School for Cardiovascular Disease in Maastricht (Maastricht, Netherlands)
primary: Prof. Dr. Tilman Hackeng (CARIM), secondary: Prof. Dr. Philip Wenzel (CTH)
CARIM (Maastricht, Netherlands), CTH (Mainz, Germany)
Joint PhD Degree
Universities of Maastricht and Mainz
Vascular smooth muscle cell (SMC) phenotype switching from a contractile to a synthetic nature is an established, but not well understood contributing pathway in the initiation and progression of atherosclerosis. Based on pilot studies, our hypothesis is that control of the quiescent state of SMC is determined by the local balance of tissue factor (TF) and factor (F)Xa inactivation by endothelial tissue factor pathway inhibitor (TFPI), and coagulation-mediated activation of the PAR1/2 receptors.
ESR7 will first determine the effects of various forms of TFPI on TF and FXa mediated SMC proliferation, and examine the PAR1/2 signalling using specific pharmacological tools. Subsequently, ESR7 will use specific morpholino oligos to knock down TFPI in SMC to determine the effects on phenotype switching.
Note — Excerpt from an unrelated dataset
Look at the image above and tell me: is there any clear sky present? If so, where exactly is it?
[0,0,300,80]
In SMC, and endothelial cells as a control, TFPI expression will be measured by in house developed ELISA and established functional thrombin generation assays. At CTH, ESR7 will use genetic mouse models, which are designed to mimic specific effects of FXa regulation by TFPI on SMC proliferation. With support of ESR3, ESR7 will investigate the altered TFPI-specific effects on SMC differentiation and vascular remodelling, in comparison to common anticoagulation therapy using plasma samples with low/high inflammatory markers. As a control for SMC-intrinsic production of FX, mice, in which FX can be knocked-out in specific cell types, will be used, while effects of TPFI will be confirmed by using mice that cannot regulate the TF initiation complex. Back at CARIM, ESR7 will use specific PAR blockers and antibody tools to TF to interfere on the short term with TF signalling on SMC. ESR7 will make several short visits to TRON for practical training in RNA technologies.
- Winckers K, ten Cate H, Hackeng TM. The role of tissue factor pathway inhibitor in atherosclerosis and arterial thrombosis. Blood Rev. 2013 May;27(3):119-32. doi: 10.1016/j.blre.2013.03.001.